The TokenManager class provides a cache for all active tokens, for all users who have given permission to your application. Token exchange (above) will add each token to the token manager via TokenManager.instance().storeToken(token).

You can then retrieve a token from the TokenManager later on via TokenManager.instance().retrieveToken(username). The username is the email address that the user logs in to Strava with; you can find it with token.getAthlete().getEmail()

The API doesn't currently cater for persistence of tokens or of the token manager; that's up to your application to do.

Tricks of the trade

The Strava API can be a bit, well, weird when you use it in anger. The interaction between privacy settings, authentication and so on isn't always consistent in the API. What we've done is this:

Paging

We've provided a stack of alternate method signatures for all the API endpoints, both with and without the paging options.

The methods that do not include paging instructions will return only the first page from the Strava API, not everything. There are methods that do return everything, they're typically called listAll*. Be careful using these...

The methods that do include paging instructions are built to override the Strava paging limits. If you really want, you can ask for 10,000 or more activities at once, not Strava's artificial limit of 200 per page. Be aware, though, that internally we're still bound by the Strava limits, so asking for 10,000 activities will result in 50 calls to the API! That's going to exhaust your throttling limits (by default 600 calls every 15 minutes) pretty fast...

Obviously doing many sequential calls to the API to return all of something would be extremely slow, so the calls to the API are executed in parallel. See javastrava.util.PagingHandler for details of how this is done.

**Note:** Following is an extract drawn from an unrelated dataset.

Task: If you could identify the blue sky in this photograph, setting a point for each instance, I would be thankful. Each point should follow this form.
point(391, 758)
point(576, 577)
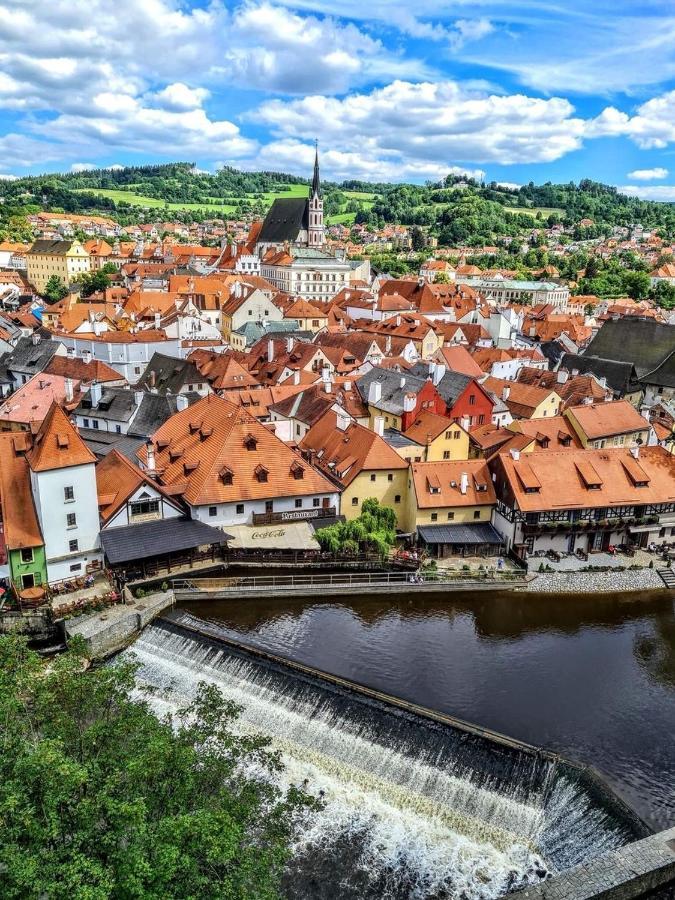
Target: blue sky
point(513, 91)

To use the paging options, you pass in a stravajava.util.Paging object as the pagingInstruction parameter. Have a look; it's amazimgly flexible!

Leaderboards

The Strava API is annoying when it passes your own results along with every page of a leaderboard. We've hacked that out, so that in the stravajava.api.v3.model.StravaSegmentLeaderboard definitions you'll see there are 2 collections of entries - entries is the one that you actually asked for, athleteEntries is the one that relates to the 5 entries around the authenticated athlete / you. Should be much simpler to deal with!